Like Dow, the company cautions that carbon footprint only forms part of the complete LCA. "The data on carbon dioxide emissions and other greenhouse gases only make sense for our customers and the end-consumers if they are seen and assessed in connection with other ecological factors such as energy consumption, raw material consumption, various emission categories, ecotoxicity, water consumption, area requirement and economic criteria. The assessment should take all the individual results into account and provide a clear and readily understandable statement on the sustainability of products. Climate-related product optimizations must not be carried out at the expense of other environmental categories," notes Giuliana Angonoa-Doehnert, senior IT consultant, Ludwigshafen.

So the company emphatically recommends assessing the effects of products on the environment over the whole lifecycle. "Our experience shows that only considering the production phase of products is much too restricted. Only a correct, uniform definition of the system limits and the complete LCA taking the use phase into account — and including the disposal — enables products to be compared and can show our customers the right options for action," she adds.

BASF used this approach for a case study on its polystyrene insulation material Neopor (Figure 2), carried out as part of the Product Carbon Footprint Pilot Project Germany by BASF in association with its Eco-Efficiency group and nine other companies.
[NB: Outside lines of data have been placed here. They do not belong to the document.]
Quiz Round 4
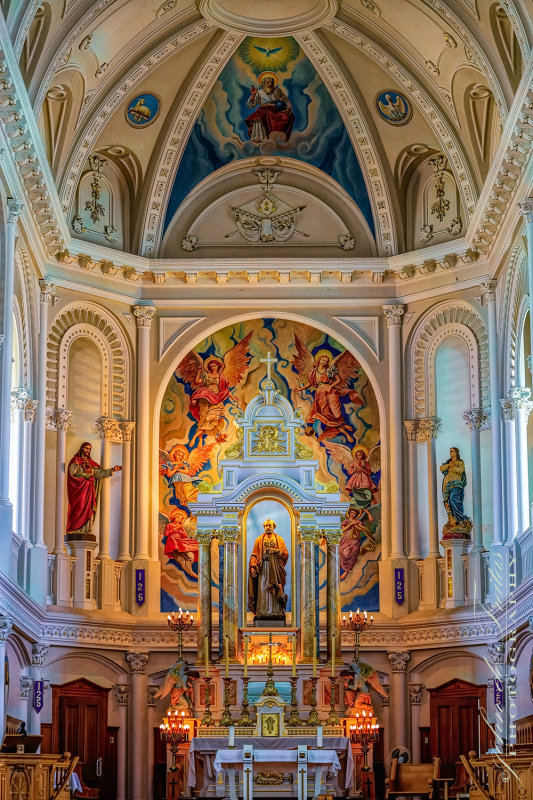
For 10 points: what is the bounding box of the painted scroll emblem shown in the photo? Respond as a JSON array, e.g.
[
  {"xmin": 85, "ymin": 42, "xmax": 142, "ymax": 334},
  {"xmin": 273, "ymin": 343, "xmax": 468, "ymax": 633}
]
[
  {"xmin": 126, "ymin": 93, "xmax": 161, "ymax": 128},
  {"xmin": 376, "ymin": 89, "xmax": 413, "ymax": 125}
]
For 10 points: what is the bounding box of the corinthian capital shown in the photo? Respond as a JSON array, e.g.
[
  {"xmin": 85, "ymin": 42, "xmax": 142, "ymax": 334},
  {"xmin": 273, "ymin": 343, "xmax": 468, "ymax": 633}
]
[
  {"xmin": 463, "ymin": 408, "xmax": 490, "ymax": 431},
  {"xmin": 381, "ymin": 303, "xmax": 405, "ymax": 328},
  {"xmin": 126, "ymin": 650, "xmax": 149, "ymax": 675},
  {"xmin": 7, "ymin": 197, "xmax": 24, "ymax": 222},
  {"xmin": 387, "ymin": 650, "xmax": 411, "ymax": 672},
  {"xmin": 132, "ymin": 306, "xmax": 155, "ymax": 328},
  {"xmin": 517, "ymin": 197, "xmax": 533, "ymax": 222}
]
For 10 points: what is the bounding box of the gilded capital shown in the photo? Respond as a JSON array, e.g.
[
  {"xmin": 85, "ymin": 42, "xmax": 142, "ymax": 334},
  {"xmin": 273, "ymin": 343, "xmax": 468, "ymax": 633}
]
[
  {"xmin": 381, "ymin": 303, "xmax": 405, "ymax": 328},
  {"xmin": 132, "ymin": 306, "xmax": 155, "ymax": 328}
]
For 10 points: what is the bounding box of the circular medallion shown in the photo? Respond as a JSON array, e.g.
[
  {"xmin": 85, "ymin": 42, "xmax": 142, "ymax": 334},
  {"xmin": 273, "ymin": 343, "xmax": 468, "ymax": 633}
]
[
  {"xmin": 126, "ymin": 92, "xmax": 161, "ymax": 128},
  {"xmin": 376, "ymin": 89, "xmax": 413, "ymax": 125}
]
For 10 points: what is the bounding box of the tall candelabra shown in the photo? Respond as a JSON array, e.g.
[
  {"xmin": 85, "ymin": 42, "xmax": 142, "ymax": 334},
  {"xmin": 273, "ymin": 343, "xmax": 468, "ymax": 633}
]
[
  {"xmin": 350, "ymin": 711, "xmax": 379, "ymax": 770},
  {"xmin": 167, "ymin": 608, "xmax": 193, "ymax": 661},
  {"xmin": 159, "ymin": 709, "xmax": 190, "ymax": 772},
  {"xmin": 342, "ymin": 609, "xmax": 374, "ymax": 662}
]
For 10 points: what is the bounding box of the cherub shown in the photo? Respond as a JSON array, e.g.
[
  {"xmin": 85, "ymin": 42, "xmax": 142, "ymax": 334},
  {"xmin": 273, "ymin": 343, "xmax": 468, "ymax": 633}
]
[
  {"xmin": 341, "ymin": 661, "xmax": 388, "ymax": 717},
  {"xmin": 172, "ymin": 331, "xmax": 252, "ymax": 445},
  {"xmin": 292, "ymin": 336, "xmax": 363, "ymax": 442},
  {"xmin": 324, "ymin": 442, "xmax": 381, "ymax": 508},
  {"xmin": 159, "ymin": 442, "xmax": 215, "ymax": 506},
  {"xmin": 159, "ymin": 506, "xmax": 198, "ymax": 578},
  {"xmin": 154, "ymin": 660, "xmax": 200, "ymax": 712}
]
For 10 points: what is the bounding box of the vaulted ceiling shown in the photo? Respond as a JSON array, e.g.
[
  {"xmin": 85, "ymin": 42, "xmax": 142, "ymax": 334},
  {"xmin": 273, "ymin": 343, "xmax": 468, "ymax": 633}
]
[{"xmin": 2, "ymin": 0, "xmax": 532, "ymax": 259}]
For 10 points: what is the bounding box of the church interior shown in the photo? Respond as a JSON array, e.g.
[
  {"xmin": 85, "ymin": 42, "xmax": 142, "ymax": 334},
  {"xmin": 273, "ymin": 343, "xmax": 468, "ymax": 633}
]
[{"xmin": 0, "ymin": 0, "xmax": 533, "ymax": 800}]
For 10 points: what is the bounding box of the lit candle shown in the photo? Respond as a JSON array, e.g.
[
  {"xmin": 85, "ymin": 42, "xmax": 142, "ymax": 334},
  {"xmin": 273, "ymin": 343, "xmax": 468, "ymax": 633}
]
[
  {"xmin": 292, "ymin": 636, "xmax": 296, "ymax": 678},
  {"xmin": 224, "ymin": 636, "xmax": 229, "ymax": 678}
]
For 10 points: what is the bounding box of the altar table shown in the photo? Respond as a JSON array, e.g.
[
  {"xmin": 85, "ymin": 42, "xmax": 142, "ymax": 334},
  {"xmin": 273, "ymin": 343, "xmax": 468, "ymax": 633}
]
[
  {"xmin": 187, "ymin": 736, "xmax": 354, "ymax": 797},
  {"xmin": 214, "ymin": 745, "xmax": 341, "ymax": 800}
]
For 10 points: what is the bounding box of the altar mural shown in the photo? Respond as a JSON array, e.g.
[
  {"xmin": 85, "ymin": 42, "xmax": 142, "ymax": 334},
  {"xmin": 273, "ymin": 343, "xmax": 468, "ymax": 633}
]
[{"xmin": 159, "ymin": 319, "xmax": 381, "ymax": 611}]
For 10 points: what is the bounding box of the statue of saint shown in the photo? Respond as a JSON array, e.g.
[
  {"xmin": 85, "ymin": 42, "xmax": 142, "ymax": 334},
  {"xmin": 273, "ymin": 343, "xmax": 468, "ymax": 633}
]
[{"xmin": 248, "ymin": 519, "xmax": 289, "ymax": 620}]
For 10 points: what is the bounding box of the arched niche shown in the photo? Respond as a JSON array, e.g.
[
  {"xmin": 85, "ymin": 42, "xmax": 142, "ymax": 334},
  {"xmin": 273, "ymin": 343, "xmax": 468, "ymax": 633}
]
[{"xmin": 157, "ymin": 317, "xmax": 382, "ymax": 611}]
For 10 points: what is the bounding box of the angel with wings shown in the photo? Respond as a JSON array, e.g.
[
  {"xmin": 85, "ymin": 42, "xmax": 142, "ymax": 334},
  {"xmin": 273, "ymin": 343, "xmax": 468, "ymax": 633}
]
[
  {"xmin": 292, "ymin": 336, "xmax": 363, "ymax": 440},
  {"xmin": 159, "ymin": 506, "xmax": 198, "ymax": 578},
  {"xmin": 341, "ymin": 661, "xmax": 388, "ymax": 717},
  {"xmin": 172, "ymin": 331, "xmax": 252, "ymax": 445},
  {"xmin": 159, "ymin": 442, "xmax": 215, "ymax": 506},
  {"xmin": 154, "ymin": 660, "xmax": 200, "ymax": 713},
  {"xmin": 324, "ymin": 442, "xmax": 381, "ymax": 508}
]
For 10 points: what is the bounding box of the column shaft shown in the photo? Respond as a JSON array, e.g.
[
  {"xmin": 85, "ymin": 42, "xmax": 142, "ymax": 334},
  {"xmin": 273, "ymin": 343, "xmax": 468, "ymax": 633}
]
[{"xmin": 326, "ymin": 531, "xmax": 341, "ymax": 661}]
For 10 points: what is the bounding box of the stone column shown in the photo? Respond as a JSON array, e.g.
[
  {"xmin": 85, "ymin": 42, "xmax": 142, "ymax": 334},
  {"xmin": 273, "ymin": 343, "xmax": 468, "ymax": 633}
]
[
  {"xmin": 409, "ymin": 683, "xmax": 424, "ymax": 764},
  {"xmin": 133, "ymin": 305, "xmax": 155, "ymax": 560},
  {"xmin": 463, "ymin": 408, "xmax": 491, "ymax": 605},
  {"xmin": 509, "ymin": 386, "xmax": 533, "ymax": 533},
  {"xmin": 28, "ymin": 280, "xmax": 56, "ymax": 605},
  {"xmin": 387, "ymin": 651, "xmax": 411, "ymax": 748},
  {"xmin": 9, "ymin": 386, "xmax": 31, "ymax": 536},
  {"xmin": 126, "ymin": 651, "xmax": 149, "ymax": 800},
  {"xmin": 54, "ymin": 408, "xmax": 74, "ymax": 556},
  {"xmin": 325, "ymin": 530, "xmax": 342, "ymax": 663},
  {"xmin": 113, "ymin": 683, "xmax": 130, "ymax": 800},
  {"xmin": 28, "ymin": 644, "xmax": 48, "ymax": 736},
  {"xmin": 299, "ymin": 526, "xmax": 316, "ymax": 661},
  {"xmin": 0, "ymin": 197, "xmax": 23, "ymax": 544},
  {"xmin": 381, "ymin": 304, "xmax": 405, "ymax": 558},
  {"xmin": 404, "ymin": 419, "xmax": 421, "ymax": 561},
  {"xmin": 193, "ymin": 530, "xmax": 218, "ymax": 663},
  {"xmin": 117, "ymin": 422, "xmax": 135, "ymax": 561},
  {"xmin": 0, "ymin": 617, "xmax": 13, "ymax": 733},
  {"xmin": 479, "ymin": 281, "xmax": 503, "ymax": 546},
  {"xmin": 518, "ymin": 197, "xmax": 533, "ymax": 372},
  {"xmin": 219, "ymin": 528, "xmax": 240, "ymax": 658},
  {"xmin": 21, "ymin": 398, "xmax": 39, "ymax": 540},
  {"xmin": 500, "ymin": 398, "xmax": 518, "ymax": 543}
]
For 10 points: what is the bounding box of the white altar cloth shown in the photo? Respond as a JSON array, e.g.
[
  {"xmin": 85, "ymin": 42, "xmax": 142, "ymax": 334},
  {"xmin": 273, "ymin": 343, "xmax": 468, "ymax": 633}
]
[{"xmin": 187, "ymin": 736, "xmax": 355, "ymax": 789}]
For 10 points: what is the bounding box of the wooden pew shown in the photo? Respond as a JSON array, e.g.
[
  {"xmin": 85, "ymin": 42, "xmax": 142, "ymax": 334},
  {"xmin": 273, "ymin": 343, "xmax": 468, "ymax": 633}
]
[{"xmin": 385, "ymin": 758, "xmax": 440, "ymax": 800}]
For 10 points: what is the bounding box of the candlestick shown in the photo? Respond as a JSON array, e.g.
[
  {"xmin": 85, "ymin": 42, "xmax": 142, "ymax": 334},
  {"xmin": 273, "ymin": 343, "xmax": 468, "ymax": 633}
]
[
  {"xmin": 224, "ymin": 636, "xmax": 229, "ymax": 678},
  {"xmin": 204, "ymin": 636, "xmax": 209, "ymax": 678},
  {"xmin": 292, "ymin": 636, "xmax": 296, "ymax": 678}
]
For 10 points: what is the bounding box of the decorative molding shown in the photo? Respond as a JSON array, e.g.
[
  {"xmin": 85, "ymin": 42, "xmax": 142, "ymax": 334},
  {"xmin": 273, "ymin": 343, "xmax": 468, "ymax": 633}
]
[
  {"xmin": 387, "ymin": 651, "xmax": 411, "ymax": 672},
  {"xmin": 126, "ymin": 651, "xmax": 150, "ymax": 675},
  {"xmin": 113, "ymin": 683, "xmax": 130, "ymax": 706}
]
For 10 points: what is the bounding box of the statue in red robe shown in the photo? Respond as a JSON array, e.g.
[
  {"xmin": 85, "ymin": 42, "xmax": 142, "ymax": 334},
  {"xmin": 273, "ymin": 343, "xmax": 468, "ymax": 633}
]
[{"xmin": 67, "ymin": 442, "xmax": 122, "ymax": 541}]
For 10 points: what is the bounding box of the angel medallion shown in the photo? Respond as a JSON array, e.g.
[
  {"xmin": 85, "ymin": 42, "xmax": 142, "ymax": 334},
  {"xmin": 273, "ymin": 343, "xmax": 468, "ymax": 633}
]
[
  {"xmin": 292, "ymin": 336, "xmax": 363, "ymax": 440},
  {"xmin": 172, "ymin": 331, "xmax": 252, "ymax": 445},
  {"xmin": 324, "ymin": 442, "xmax": 381, "ymax": 508},
  {"xmin": 159, "ymin": 442, "xmax": 215, "ymax": 506}
]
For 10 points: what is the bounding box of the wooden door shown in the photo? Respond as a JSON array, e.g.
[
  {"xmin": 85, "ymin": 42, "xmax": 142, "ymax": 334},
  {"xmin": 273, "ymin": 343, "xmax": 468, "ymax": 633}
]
[
  {"xmin": 52, "ymin": 679, "xmax": 110, "ymax": 800},
  {"xmin": 429, "ymin": 679, "xmax": 487, "ymax": 766}
]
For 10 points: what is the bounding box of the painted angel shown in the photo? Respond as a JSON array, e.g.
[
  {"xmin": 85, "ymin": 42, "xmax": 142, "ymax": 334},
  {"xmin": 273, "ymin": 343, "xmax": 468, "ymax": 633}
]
[
  {"xmin": 341, "ymin": 661, "xmax": 388, "ymax": 717},
  {"xmin": 159, "ymin": 506, "xmax": 198, "ymax": 578},
  {"xmin": 292, "ymin": 336, "xmax": 363, "ymax": 442},
  {"xmin": 324, "ymin": 442, "xmax": 381, "ymax": 508},
  {"xmin": 154, "ymin": 661, "xmax": 200, "ymax": 713},
  {"xmin": 159, "ymin": 442, "xmax": 215, "ymax": 506},
  {"xmin": 176, "ymin": 331, "xmax": 252, "ymax": 445}
]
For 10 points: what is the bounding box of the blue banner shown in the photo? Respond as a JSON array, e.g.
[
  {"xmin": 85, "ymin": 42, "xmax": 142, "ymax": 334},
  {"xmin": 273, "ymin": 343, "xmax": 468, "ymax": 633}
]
[
  {"xmin": 394, "ymin": 567, "xmax": 405, "ymax": 606},
  {"xmin": 31, "ymin": 681, "xmax": 44, "ymax": 714},
  {"xmin": 135, "ymin": 569, "xmax": 146, "ymax": 607}
]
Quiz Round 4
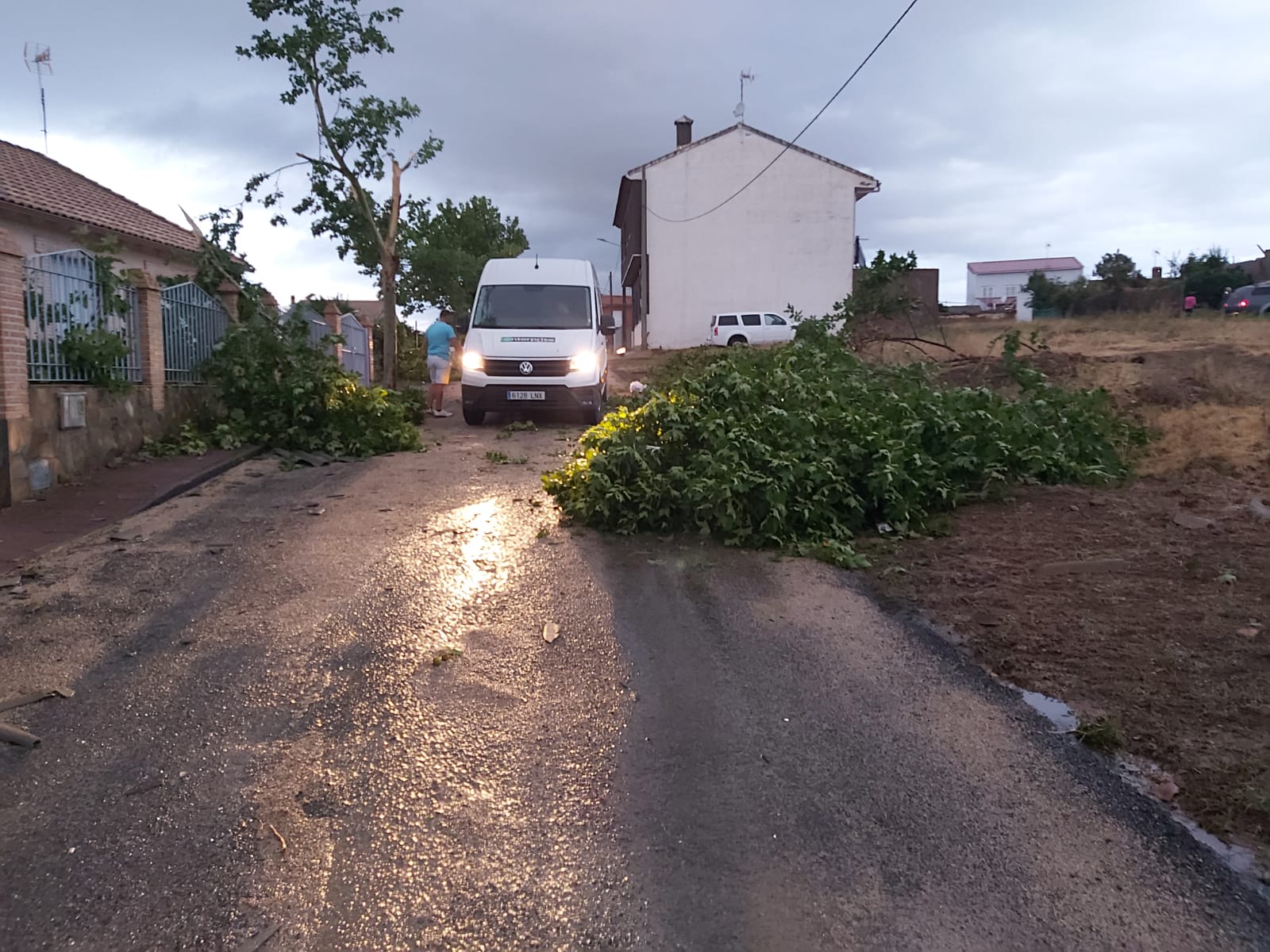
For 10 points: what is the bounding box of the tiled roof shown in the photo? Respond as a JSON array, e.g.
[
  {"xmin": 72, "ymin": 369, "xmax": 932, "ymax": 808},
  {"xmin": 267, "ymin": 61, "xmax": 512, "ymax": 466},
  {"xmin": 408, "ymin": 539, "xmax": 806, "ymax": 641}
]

The study started from the premise that in Organization for Economic Cooperation and Development countries construction consumes approximately 30% of all raw materials; erection, use and disposal of buildings causes 30–40 % of all GHG emissions; and their operation, especially heating, accounts for 25–40% of total energy demand in the those countries.

"Such numbers show us clearly that it is very important to identify materials for GHG reduction potentials in this area," says the company.

LCA analyses show that for a building used for 40 years an insulated wall leads to 490 metric tons of GHG emissions versus 755 metric tons for an uninsulated one. This, says BASF, highlights the importance of calculating all lifecycle phases, including the use phase, when evaluating a product. It also points up the potential for the development of other innovative insulation materials.

Another study shows the non-intuitive nature of LCAs. Here, the company compared 1,000 kg of organically grown German apples with the same amount of German apples conventionally grown using mineral fertilizers and chemical crop protection products. It evaluated the entire lifecycle of the apples — from the production of fertilizer and crop protection products through to the actual cultivation.

The study indicates that the conventional apple has a slightly better environmental profile. This is because a typical organic apple orchard has an approximately 30% lower yield and growing the organic apple requires more labor to ensure adequate plant protection. Overall, organically grown apples were found to consume 15–25% more energy, emit 5–15% more carbon dioxide and use 30% more land over their lifecycle.